Hacker News new | ask | show | jobs
Ask HN: Grep like tools for full text search?
9 points by joiguru 1596 days ago
Hello,

Like many in this community, I maintain my notes in text files. I am looking for command line tools that I can use to index and search them.

Are there existing tools that do that? My google skills are are not producing good results.

Thanks

6 comments

I use Recoll:

https://www.lesbonscomptes.com/recoll/

There is a GUI, but it has a perfectly serviceable command-line interface as well. For example, this command lists all files with the exact phrase 'moved permanently':

    recoll -t -l '"moved permanently"'
And this command finds all files ending in '.py' and under a directory called 'Dropbox' that contain the exact words "import" and "logging":

    recoll -t -l "ext:py dir:Dropbox/ Import Logging"
It can take some time and effort to configure, but I have found it to be well worth it.
You may get some mileage out of Swish-e[1].

And while it's not it's primary purpose, Lucene comes with some CLI programs[2]. They are there mainly as a demo, but if you feel like writing some code you might be able to adapt that to your needs.

[1]: https://www.esa.org/tiee/search/html/readme.html

[2]: https://lucene.apache.org/core/3_5_0/demo.html

Why not grep? Are you saying you want full text search with like, stemming and result ranking?

If I can piggyback on your question, my notes are in Word files and I sure wish I could grep those.
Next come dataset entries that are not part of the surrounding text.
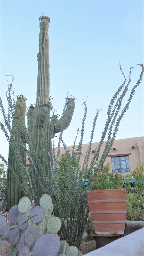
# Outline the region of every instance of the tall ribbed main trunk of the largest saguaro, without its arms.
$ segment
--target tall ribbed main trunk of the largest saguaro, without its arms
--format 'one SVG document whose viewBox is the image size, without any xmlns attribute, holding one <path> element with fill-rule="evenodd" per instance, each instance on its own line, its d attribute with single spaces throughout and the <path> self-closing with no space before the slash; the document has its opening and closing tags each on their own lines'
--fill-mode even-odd
<svg viewBox="0 0 144 256">
<path fill-rule="evenodd" d="M 38 76 L 37 76 L 37 94 L 36 94 L 36 104 L 34 108 L 34 121 L 33 129 L 31 134 L 31 142 L 33 148 L 42 161 L 42 150 L 43 147 L 49 151 L 51 155 L 52 145 L 51 145 L 51 123 L 50 123 L 50 108 L 51 104 L 49 101 L 49 88 L 50 88 L 50 75 L 49 75 L 49 38 L 48 38 L 48 27 L 50 19 L 44 16 L 40 20 L 40 34 L 39 34 L 39 53 L 38 57 Z M 43 126 L 47 129 L 47 141 L 43 145 L 42 135 Z M 38 168 L 39 169 L 39 168 Z M 39 175 L 40 171 L 39 171 Z M 42 189 L 36 180 L 37 189 L 39 195 L 42 195 Z"/>
</svg>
I bet none of the answers at https://superuser.com/questions/70343/grep-in-microsoft-word work any more because Microsoft will keep changing the file format.

Because grep is not a "full text search tool".

Full text search [1] is different from regular expression search.

[1] https://en.wikipedia.org/wiki/Full-text_search

I use this for searching through multi repo setups for code, it should be great for multiple text documents:

AG: The Silver Searcher https://github.com/ggreer/the_silver_searcher

You search inside file using grep.

grep -Ril "term"

Ripgrep is good.
ripgrep is, great, but it's a regexp search not full text. Full text search includes stemming.